By politics.co.uk staff
George Osborne is giving up his election strategy job, according to reports, for the 2015 general election campaign.
Osborne – dubbed a "part-time chancellor" by the Labour opposition – was behind the 2010 'big society' campaign which failed to give David Cameron an overall majority.
He remains a close adviser to the prime minister but is now viewed as having spent too much time in No 10 plotting with Cameron, the Mail newspaper reported.
The chancellor is now expected to spend more time dealing with the double-dip recession which is currently blighting Britain – and the Conservatives' prospects of staying in power after 2015.
Lynton Crosby, who ran Boris Johnson's successful campaign to be re-elected as mayor of London earlier this year, is being touted as Osborne's successor in the election supremo role.
Crosby won plaudits for controlling Boris, one of the most unpredictable politicians in the country, in the re-run of his battle against Ken Livingstone.
Osborne, by contrast, has had a difficult year. His 2012 Budget is viewed as one of the worst in living memory, featuring regrettable stances on charitable donations, caravans, church improvements and – most memorably – pasties, which had to be subsequently reversed.

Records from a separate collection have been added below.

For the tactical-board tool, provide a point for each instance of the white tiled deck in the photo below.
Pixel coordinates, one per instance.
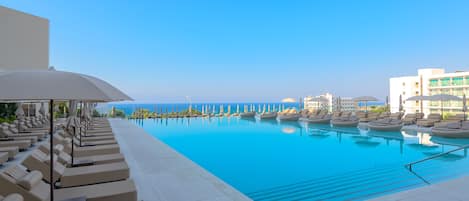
(162, 174)
(454, 190)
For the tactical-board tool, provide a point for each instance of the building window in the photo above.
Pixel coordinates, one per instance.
(445, 81)
(433, 83)
(458, 81)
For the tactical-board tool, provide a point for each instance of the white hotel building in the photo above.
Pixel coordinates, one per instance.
(24, 44)
(428, 82)
(329, 102)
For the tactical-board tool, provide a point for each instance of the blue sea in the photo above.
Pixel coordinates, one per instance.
(128, 108)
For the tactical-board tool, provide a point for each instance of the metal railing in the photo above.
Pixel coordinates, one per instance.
(409, 165)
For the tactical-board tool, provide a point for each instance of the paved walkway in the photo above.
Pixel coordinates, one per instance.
(453, 190)
(162, 174)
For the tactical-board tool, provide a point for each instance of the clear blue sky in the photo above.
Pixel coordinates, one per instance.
(252, 50)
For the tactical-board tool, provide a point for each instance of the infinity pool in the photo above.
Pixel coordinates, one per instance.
(270, 160)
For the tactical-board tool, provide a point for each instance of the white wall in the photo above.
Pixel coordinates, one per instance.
(24, 41)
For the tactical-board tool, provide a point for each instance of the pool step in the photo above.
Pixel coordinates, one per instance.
(361, 184)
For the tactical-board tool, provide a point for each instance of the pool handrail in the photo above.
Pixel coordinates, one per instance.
(409, 165)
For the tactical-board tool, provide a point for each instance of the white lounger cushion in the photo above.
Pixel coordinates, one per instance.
(30, 180)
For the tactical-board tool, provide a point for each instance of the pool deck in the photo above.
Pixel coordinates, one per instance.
(162, 174)
(450, 190)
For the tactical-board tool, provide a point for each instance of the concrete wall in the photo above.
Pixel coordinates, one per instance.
(24, 41)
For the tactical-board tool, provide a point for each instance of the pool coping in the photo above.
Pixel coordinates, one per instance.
(455, 189)
(163, 174)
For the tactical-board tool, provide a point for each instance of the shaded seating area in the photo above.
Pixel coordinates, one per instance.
(391, 123)
(95, 177)
(370, 116)
(452, 130)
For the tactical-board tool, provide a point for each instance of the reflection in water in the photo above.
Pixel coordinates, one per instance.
(290, 127)
(288, 130)
(422, 147)
(447, 157)
(418, 141)
(367, 143)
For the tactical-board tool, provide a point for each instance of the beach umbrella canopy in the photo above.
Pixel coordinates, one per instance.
(42, 110)
(56, 85)
(418, 98)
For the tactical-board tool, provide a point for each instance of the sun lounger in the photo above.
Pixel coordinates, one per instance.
(76, 176)
(410, 119)
(5, 133)
(31, 186)
(12, 151)
(21, 144)
(3, 157)
(65, 158)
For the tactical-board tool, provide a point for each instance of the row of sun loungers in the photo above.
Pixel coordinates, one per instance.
(12, 141)
(98, 171)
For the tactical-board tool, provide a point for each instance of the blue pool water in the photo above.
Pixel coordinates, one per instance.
(270, 160)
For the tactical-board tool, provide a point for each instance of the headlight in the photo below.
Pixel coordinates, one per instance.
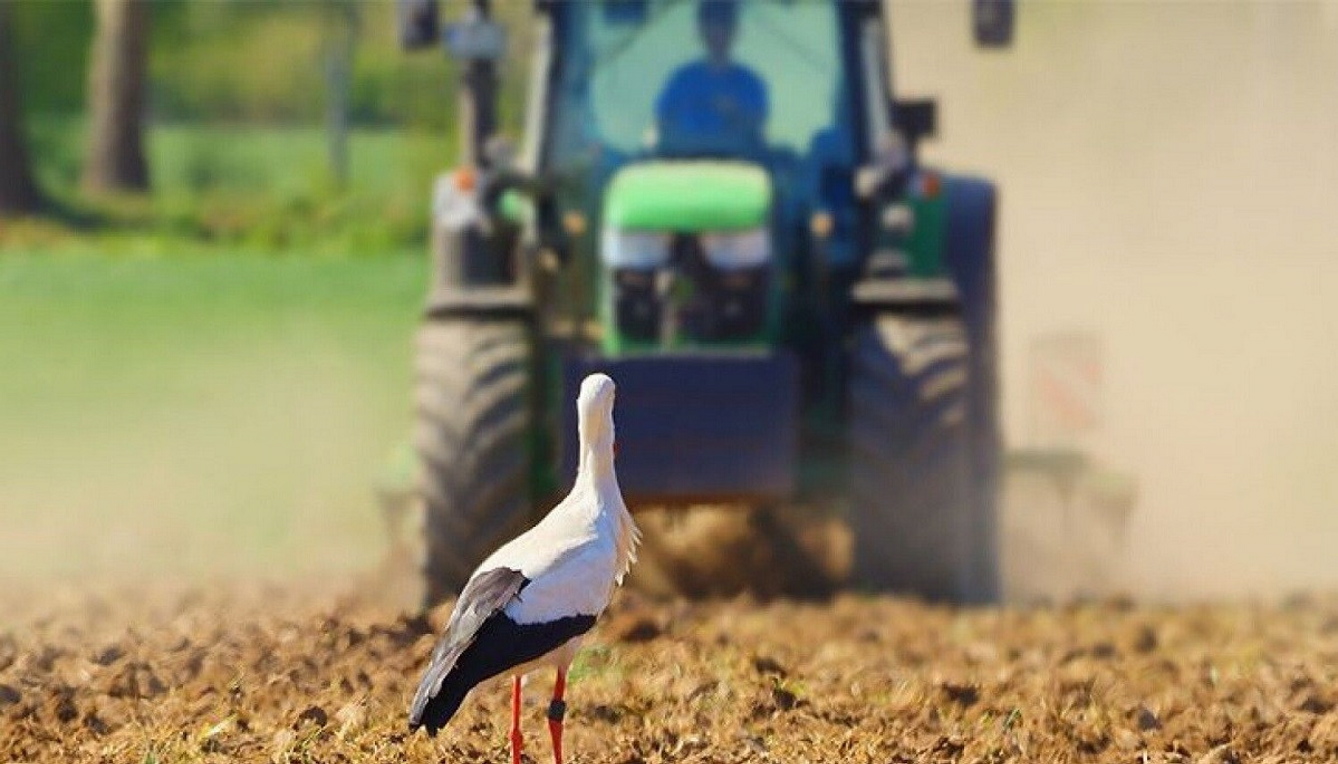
(634, 249)
(736, 250)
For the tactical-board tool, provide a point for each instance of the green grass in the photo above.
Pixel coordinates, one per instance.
(197, 415)
(256, 187)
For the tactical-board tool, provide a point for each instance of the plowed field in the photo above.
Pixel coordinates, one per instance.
(297, 675)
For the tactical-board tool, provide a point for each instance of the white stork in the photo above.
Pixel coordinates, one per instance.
(531, 601)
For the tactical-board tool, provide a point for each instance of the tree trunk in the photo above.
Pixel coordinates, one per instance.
(117, 76)
(18, 192)
(340, 42)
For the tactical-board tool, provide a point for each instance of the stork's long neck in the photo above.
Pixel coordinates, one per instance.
(596, 464)
(596, 475)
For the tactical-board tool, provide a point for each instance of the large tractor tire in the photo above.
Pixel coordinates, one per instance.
(472, 408)
(911, 507)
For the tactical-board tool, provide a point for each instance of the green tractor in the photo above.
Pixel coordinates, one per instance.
(717, 204)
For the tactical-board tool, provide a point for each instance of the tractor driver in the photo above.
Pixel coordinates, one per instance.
(715, 105)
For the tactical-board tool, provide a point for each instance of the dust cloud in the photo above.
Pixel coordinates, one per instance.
(1170, 181)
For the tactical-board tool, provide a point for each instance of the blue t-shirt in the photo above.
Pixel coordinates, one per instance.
(707, 103)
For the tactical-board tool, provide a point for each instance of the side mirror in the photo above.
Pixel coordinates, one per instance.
(915, 118)
(416, 22)
(992, 23)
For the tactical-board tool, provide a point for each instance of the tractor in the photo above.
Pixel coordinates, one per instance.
(719, 204)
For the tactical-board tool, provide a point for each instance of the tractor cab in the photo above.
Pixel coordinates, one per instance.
(701, 137)
(719, 204)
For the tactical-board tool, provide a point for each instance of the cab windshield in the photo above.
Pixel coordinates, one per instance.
(756, 80)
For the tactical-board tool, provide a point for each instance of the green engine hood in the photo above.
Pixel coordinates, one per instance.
(688, 197)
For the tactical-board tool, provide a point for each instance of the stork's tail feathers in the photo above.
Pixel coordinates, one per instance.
(434, 712)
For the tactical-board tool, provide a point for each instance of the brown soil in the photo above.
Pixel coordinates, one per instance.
(284, 675)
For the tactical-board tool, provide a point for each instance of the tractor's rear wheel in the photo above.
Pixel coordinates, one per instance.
(911, 507)
(472, 408)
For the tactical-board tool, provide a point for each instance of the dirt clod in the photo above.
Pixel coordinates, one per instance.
(313, 713)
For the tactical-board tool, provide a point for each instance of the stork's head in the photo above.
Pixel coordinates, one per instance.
(594, 408)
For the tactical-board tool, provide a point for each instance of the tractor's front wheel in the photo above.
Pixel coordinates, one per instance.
(911, 507)
(471, 400)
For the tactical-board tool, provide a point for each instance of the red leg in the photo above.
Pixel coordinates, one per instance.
(515, 720)
(557, 711)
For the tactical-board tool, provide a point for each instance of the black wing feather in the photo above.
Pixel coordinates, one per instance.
(483, 597)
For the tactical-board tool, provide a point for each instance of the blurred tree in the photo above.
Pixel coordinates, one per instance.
(341, 27)
(117, 74)
(18, 192)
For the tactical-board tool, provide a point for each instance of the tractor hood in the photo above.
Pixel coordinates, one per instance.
(696, 196)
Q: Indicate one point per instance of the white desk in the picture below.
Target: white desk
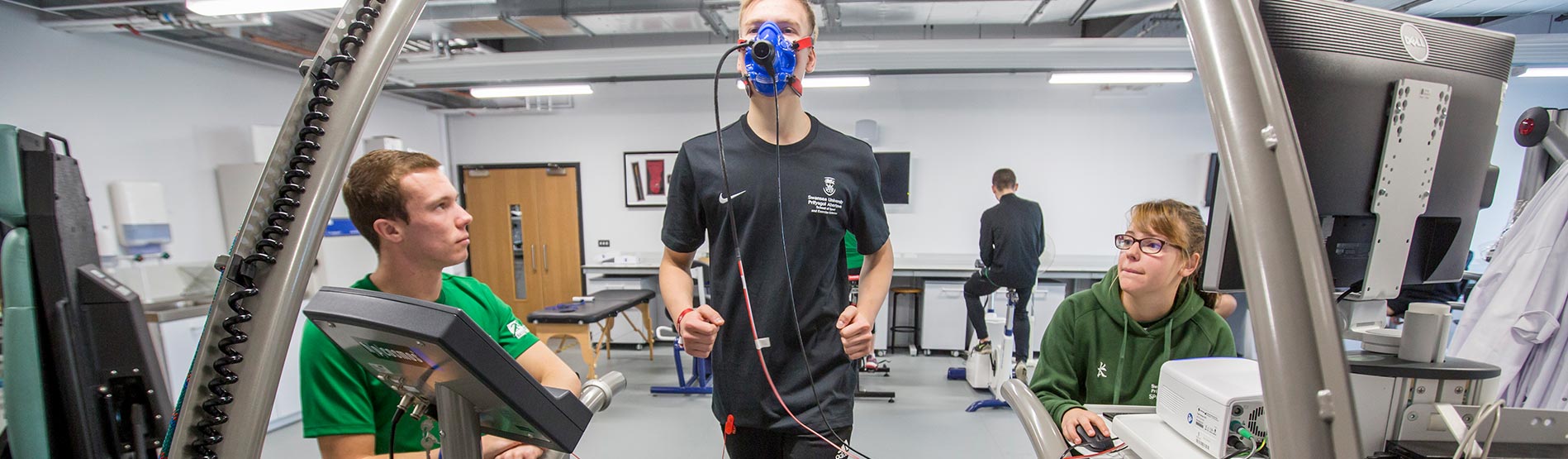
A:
(962, 266)
(943, 318)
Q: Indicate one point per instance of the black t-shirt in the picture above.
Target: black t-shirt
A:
(1012, 239)
(829, 186)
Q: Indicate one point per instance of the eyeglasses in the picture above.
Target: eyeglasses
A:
(1150, 246)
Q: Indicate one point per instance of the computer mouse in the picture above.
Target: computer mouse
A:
(1095, 442)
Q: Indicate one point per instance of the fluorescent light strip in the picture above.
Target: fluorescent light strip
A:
(1119, 78)
(251, 7)
(530, 92)
(1536, 73)
(825, 82)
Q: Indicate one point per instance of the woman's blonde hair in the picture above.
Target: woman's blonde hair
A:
(1183, 225)
(1176, 221)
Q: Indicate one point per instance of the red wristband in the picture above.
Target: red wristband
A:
(682, 316)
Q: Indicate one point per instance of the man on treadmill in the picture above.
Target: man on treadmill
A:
(794, 189)
(410, 213)
(1012, 239)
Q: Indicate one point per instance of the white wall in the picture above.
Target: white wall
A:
(1084, 158)
(135, 109)
(1509, 156)
(1082, 155)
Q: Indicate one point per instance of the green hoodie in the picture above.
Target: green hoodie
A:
(1093, 352)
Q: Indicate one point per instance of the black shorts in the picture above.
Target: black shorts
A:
(761, 443)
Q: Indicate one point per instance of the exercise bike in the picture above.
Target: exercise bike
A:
(991, 370)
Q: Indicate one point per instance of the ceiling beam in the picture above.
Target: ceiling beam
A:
(101, 5)
(1079, 15)
(1114, 27)
(714, 22)
(1407, 5)
(521, 27)
(1035, 15)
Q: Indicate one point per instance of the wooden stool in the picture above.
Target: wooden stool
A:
(892, 319)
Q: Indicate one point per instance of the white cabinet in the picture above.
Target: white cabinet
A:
(943, 316)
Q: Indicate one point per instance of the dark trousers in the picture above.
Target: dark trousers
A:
(977, 286)
(763, 443)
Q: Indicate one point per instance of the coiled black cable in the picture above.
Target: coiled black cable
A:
(323, 79)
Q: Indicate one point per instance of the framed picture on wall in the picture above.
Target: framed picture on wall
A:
(648, 178)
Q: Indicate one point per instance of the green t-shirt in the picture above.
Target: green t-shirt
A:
(852, 253)
(340, 398)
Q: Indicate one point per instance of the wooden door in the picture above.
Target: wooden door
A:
(502, 252)
(560, 235)
(525, 235)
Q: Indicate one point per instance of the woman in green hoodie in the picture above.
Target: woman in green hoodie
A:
(1106, 345)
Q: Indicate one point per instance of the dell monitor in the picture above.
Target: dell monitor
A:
(1388, 108)
(421, 349)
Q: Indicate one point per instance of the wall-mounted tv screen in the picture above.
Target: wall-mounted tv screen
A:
(894, 170)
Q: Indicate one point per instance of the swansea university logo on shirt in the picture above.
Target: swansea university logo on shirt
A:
(825, 205)
(518, 331)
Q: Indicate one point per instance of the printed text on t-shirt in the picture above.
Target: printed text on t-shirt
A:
(827, 206)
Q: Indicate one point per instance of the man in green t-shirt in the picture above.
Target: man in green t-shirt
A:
(410, 213)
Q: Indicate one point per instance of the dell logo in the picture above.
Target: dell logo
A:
(1414, 43)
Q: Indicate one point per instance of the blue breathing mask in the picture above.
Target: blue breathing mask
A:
(770, 60)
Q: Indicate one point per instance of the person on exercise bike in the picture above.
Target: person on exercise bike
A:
(1106, 345)
(1012, 239)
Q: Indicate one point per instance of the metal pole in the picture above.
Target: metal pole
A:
(1306, 384)
(276, 308)
(460, 425)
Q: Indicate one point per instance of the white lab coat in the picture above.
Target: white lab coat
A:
(1515, 313)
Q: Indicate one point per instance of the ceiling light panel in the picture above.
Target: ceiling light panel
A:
(644, 22)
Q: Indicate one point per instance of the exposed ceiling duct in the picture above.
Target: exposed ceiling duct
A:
(463, 43)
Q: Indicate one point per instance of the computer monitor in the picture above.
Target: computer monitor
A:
(82, 376)
(1351, 85)
(894, 172)
(421, 348)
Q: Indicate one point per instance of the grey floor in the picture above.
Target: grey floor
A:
(925, 422)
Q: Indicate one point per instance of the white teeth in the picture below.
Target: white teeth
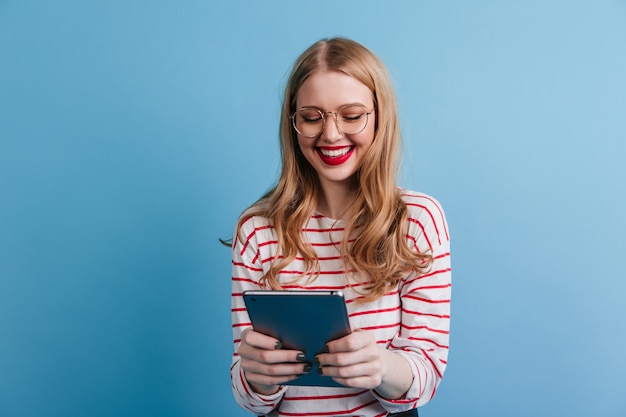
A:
(335, 152)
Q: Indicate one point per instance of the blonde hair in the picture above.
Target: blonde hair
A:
(377, 219)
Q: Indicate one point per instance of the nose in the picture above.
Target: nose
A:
(331, 132)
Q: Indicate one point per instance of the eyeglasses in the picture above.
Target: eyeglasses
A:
(350, 119)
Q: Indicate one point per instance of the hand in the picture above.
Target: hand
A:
(265, 365)
(357, 361)
(354, 360)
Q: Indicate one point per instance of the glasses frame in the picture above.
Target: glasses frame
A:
(335, 113)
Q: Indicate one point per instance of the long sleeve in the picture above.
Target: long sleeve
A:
(425, 301)
(247, 270)
(412, 320)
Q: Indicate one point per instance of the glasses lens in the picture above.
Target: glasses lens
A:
(308, 122)
(352, 119)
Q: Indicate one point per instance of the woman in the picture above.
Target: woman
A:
(337, 220)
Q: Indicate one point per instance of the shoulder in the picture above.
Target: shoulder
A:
(253, 225)
(425, 215)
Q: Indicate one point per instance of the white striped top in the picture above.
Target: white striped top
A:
(412, 320)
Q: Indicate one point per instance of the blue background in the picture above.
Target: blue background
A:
(133, 133)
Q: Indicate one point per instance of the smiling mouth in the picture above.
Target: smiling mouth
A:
(335, 156)
(334, 153)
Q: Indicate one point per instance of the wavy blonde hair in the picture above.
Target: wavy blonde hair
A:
(377, 219)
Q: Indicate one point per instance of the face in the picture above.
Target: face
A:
(335, 155)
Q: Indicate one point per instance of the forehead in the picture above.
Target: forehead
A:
(331, 89)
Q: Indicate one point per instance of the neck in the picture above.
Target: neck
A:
(335, 200)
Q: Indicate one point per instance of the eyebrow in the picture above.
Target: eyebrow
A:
(343, 105)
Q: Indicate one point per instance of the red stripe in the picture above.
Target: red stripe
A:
(431, 218)
(326, 397)
(437, 206)
(432, 363)
(382, 310)
(421, 313)
(421, 226)
(329, 413)
(382, 326)
(250, 268)
(251, 235)
(423, 339)
(426, 300)
(430, 329)
(338, 229)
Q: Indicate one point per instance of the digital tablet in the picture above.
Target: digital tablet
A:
(301, 320)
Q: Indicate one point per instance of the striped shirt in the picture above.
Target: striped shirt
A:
(412, 319)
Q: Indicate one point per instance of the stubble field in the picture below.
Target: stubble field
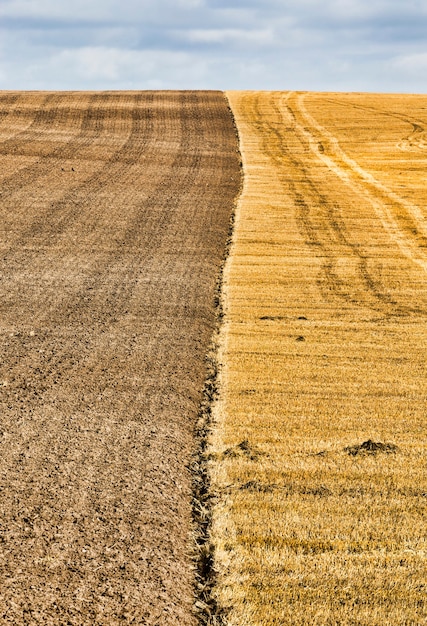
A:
(114, 212)
(318, 457)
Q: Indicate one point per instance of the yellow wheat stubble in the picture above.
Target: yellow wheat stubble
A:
(318, 455)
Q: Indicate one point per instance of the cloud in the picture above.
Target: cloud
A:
(267, 44)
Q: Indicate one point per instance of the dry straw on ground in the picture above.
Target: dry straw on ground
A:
(318, 457)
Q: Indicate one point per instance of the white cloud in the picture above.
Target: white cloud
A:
(230, 35)
(414, 63)
(376, 45)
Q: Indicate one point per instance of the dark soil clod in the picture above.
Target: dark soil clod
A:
(371, 447)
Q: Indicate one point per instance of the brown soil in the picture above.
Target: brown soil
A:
(114, 213)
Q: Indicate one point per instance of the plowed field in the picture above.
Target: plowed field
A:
(318, 458)
(114, 212)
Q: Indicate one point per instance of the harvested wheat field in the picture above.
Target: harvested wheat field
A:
(318, 457)
(115, 210)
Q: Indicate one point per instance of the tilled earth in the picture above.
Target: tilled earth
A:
(114, 212)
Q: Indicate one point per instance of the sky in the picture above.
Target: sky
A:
(314, 45)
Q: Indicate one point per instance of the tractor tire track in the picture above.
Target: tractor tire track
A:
(318, 217)
(405, 222)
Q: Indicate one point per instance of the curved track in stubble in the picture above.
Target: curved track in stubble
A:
(115, 210)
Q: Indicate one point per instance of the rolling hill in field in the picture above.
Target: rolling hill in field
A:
(318, 455)
(115, 210)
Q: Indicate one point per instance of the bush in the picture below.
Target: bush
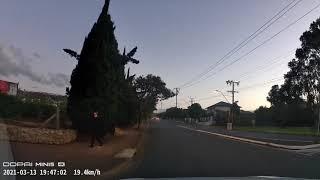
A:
(12, 107)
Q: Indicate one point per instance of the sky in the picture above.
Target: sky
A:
(176, 39)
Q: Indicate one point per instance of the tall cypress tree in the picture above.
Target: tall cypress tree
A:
(98, 81)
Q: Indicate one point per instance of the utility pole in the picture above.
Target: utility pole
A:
(232, 83)
(177, 92)
(191, 100)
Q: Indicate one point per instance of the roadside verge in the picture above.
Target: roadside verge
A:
(128, 163)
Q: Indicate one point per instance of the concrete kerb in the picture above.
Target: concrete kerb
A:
(289, 147)
(109, 174)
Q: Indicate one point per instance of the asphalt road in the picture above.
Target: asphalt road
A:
(171, 151)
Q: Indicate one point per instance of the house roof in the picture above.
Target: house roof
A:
(221, 104)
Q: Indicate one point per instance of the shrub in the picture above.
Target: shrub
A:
(12, 107)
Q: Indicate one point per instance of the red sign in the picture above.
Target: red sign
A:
(4, 87)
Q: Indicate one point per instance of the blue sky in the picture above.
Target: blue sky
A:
(176, 39)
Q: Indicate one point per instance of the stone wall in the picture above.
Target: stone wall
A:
(36, 135)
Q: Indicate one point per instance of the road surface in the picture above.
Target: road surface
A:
(172, 151)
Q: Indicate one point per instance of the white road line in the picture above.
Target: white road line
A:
(255, 141)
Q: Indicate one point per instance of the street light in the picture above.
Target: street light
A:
(223, 96)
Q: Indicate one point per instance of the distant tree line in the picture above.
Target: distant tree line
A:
(194, 111)
(296, 102)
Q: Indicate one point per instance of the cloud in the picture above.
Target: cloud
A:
(14, 63)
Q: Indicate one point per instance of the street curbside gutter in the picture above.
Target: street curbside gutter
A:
(126, 164)
(289, 147)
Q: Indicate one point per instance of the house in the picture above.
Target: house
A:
(9, 88)
(221, 111)
(221, 106)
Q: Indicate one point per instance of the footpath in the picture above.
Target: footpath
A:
(79, 156)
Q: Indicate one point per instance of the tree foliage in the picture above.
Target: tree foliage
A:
(99, 82)
(195, 111)
(150, 89)
(300, 92)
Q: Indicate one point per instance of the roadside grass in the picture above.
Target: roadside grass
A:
(306, 131)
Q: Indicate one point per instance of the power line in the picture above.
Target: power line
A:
(261, 84)
(261, 44)
(244, 42)
(271, 63)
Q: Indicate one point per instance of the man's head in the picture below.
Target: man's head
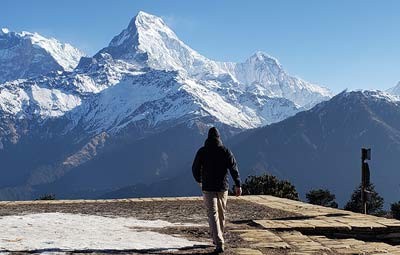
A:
(213, 133)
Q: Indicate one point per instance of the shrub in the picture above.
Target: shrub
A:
(269, 185)
(374, 202)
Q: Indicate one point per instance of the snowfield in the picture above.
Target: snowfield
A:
(63, 232)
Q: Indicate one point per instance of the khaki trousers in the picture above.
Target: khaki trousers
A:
(215, 203)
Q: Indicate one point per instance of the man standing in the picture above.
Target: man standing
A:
(210, 169)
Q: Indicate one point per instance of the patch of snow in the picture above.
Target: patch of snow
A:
(53, 102)
(69, 232)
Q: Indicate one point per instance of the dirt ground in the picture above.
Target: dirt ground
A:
(240, 214)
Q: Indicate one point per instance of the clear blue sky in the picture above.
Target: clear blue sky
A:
(339, 44)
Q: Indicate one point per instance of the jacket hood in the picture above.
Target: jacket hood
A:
(213, 133)
(213, 142)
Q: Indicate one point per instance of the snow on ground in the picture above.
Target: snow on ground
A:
(66, 232)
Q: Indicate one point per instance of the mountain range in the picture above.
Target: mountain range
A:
(134, 114)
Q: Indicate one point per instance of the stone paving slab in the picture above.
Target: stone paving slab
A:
(293, 235)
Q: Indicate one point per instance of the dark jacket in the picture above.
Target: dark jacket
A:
(211, 165)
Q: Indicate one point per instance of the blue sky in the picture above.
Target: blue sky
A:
(339, 44)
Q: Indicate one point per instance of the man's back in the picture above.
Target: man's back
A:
(212, 163)
(210, 169)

One minister told the Mail: "We either get the economy right or we lose. Sorting the economy is the best contribution to winning an election and George knows that. That is the only strategy we have."
Details about the chancellor's close working relationship with the prime minister emerged during the Leveson inquiry, which established that the chancellor attends meetings at No 10 every weekday afternoon at 16:00. These discussions will continue, No 11 has insisted.